河合郁人主演ミュージカル「天国の本屋」よみうり大手町ホールで観劇しました。
原作も初日からのネタバレも読まずに、まっさらな気持ちで挑んだ。ストーリーの鍵だった『ナルニア国物語』も、かつて序盤で挫折していた視点での感想。
ナルニアを1巻の途中で諦めた理由は、少年が魔女のプリンを食べる場面の描写が怖かったから。プリンの魔力が、当時小学校で読んだばかりだった教材「ドラッグの危険性」と重なってしまった。
幕が降りた直後は、あっさり再会できたふたりに少し拍子抜けしていた。でも観劇後に原作とパンフレットを読んで、自分の中で少しずつ理解できたと感じます。
これからさき、あの人たちは、地上の何人も読んだことのない本の、偉大な物語の第一章をはじめるところでした。その物語は、永久につづき、その各章はいずれも、前の章よりはるかにみのり多い、りっぱなものになるのです
ユイの読んだ最後の文章は、ナルニア国物語の最後を知らない私にもすんなり入ってきた。天国とナルニアはどちらも「非日常」の象徴だったんだ、と理解した。
ナルニアでの冒険は彼らの人生のほんの序章にすぎない、と読み上げられる。

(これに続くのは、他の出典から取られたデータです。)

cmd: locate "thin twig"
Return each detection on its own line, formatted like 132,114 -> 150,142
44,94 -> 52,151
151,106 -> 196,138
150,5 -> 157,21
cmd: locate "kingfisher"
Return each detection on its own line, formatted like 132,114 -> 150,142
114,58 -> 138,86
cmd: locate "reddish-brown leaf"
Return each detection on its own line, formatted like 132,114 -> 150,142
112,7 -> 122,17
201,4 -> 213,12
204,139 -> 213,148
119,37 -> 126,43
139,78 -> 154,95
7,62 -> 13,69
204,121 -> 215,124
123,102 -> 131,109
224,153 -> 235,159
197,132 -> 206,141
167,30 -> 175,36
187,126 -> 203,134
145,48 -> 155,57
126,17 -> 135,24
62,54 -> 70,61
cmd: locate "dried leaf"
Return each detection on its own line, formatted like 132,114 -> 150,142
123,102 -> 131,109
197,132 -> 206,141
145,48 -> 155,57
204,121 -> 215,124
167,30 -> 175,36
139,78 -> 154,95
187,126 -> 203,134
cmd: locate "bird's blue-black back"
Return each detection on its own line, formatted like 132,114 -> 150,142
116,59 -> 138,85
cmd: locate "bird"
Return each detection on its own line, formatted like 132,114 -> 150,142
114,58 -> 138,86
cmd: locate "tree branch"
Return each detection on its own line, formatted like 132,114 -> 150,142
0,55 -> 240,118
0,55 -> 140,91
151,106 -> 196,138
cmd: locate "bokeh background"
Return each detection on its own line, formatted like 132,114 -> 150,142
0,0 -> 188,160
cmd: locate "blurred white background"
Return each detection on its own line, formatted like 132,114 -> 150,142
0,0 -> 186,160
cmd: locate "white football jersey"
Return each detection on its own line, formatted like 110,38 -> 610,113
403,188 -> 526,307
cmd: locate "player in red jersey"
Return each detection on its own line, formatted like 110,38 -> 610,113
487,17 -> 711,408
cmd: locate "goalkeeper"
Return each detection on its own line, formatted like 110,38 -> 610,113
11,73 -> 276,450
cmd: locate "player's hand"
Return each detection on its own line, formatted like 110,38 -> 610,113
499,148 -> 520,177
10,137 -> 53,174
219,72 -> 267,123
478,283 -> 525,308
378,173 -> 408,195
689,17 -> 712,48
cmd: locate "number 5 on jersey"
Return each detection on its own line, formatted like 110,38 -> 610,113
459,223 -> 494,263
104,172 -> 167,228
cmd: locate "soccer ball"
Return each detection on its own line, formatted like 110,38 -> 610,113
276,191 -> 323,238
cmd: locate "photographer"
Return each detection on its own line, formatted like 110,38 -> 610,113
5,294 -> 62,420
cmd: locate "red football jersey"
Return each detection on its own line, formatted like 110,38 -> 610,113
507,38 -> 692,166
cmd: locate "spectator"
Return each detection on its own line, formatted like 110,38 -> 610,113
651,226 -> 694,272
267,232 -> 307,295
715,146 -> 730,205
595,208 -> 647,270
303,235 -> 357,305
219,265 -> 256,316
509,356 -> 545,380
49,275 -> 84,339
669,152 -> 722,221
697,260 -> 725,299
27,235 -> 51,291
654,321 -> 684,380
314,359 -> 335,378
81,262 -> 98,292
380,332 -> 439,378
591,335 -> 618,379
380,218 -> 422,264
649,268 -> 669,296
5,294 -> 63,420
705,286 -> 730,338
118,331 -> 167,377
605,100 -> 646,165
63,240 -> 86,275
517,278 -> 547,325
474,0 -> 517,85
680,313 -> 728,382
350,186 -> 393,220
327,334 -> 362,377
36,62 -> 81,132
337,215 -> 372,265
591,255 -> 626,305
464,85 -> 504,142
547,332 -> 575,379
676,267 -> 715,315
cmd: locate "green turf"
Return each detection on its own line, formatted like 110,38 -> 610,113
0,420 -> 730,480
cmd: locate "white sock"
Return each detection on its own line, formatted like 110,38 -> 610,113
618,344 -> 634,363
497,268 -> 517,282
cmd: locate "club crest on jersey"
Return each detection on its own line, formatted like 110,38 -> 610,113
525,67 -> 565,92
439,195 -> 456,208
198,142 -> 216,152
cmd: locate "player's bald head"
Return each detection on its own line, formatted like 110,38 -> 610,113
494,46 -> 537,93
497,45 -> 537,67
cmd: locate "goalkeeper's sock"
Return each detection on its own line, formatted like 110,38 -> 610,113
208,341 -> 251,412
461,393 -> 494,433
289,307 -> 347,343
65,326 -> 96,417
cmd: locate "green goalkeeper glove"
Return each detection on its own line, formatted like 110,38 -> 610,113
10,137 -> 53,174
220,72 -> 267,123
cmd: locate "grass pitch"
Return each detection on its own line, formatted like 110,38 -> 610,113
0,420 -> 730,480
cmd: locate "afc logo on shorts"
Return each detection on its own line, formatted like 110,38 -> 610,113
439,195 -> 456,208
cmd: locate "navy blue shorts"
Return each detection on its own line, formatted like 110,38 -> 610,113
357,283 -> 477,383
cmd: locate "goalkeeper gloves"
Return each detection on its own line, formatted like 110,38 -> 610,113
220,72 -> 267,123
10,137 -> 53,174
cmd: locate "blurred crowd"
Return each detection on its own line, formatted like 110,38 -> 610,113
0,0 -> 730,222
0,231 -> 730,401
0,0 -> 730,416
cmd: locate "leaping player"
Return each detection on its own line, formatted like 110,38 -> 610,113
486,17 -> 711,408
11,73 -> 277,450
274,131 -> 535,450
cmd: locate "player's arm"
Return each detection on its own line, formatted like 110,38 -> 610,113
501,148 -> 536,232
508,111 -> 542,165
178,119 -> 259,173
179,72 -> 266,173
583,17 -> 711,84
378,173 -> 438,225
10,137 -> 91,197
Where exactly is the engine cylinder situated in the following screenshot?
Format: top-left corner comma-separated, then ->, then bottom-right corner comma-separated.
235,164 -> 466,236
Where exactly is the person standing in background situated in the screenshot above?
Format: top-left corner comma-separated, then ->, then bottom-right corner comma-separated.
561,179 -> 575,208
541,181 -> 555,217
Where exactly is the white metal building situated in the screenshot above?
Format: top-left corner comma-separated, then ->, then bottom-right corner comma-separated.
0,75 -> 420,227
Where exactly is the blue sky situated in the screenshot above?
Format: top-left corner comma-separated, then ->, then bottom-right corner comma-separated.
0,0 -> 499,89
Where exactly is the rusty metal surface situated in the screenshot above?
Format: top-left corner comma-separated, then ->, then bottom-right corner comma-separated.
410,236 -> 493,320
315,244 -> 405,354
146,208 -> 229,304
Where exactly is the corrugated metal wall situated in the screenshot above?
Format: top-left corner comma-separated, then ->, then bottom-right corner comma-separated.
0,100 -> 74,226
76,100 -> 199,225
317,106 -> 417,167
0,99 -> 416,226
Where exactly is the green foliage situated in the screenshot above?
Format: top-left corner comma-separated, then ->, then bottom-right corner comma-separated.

さとしとユイが天国で過ごした日々も、二人が現世で前向きに生きるためのきっかけにすぎなかった。
非日常での経験をその後の人生のアイデンティティにしてはいけない、ということだと思う。特別な出来事はあくまで人生を変えるきっかけで、本当に大切なのはその後の日常なんだよ、みたいな。
ラストシーンの後も、彼らの物語は素晴らしく続いていく。それを示すための、大人を勇気付けるミュージカル版ラストだと感じました。
何気なく思える日常の中に、その後の人生を大きく変えるヒントが隠されているってメッセージもあるのかもしれない。
さとしがすっかり忘れていた幼い頃の病院での朗読が、十数年後の店長代理スカウトに繋がって生きる目標を見つけられたように。
『ないた赤おに』で祖母との記憶を思い出してはっとしたさとしが表情を険しくした場面が特に印象に残っています。
全体的に原作に忠実に作られたからこそ、その中の細かい台詞の違いに意図を感じた。
例えば原作でさとしがユイに言う「遅咲きのアイドルデビューなんか狙ってて発声練習してるんじゃないだろうかって」は、「アイドルグループの推しメンにファンレター書いたりしてるんじゃないかなって」という台詞に変わっていた。
これは河合くんと井上さんが既にアイドルだから変えたんだろうか。それとも観客にアイドルのファンが多いだろうから感情移入しやすいように、ってことだったのか。
改めて今回のミュージカル「天国の本屋」を作ってくださった全ての皆様、ありがとうございました。この観劇で受け取ったあたたかい気持ちと、明日からの日常という人生の次の章を大切にしようと思えた。
この経験を経た、これからの河合くんの活動もとても楽しみです。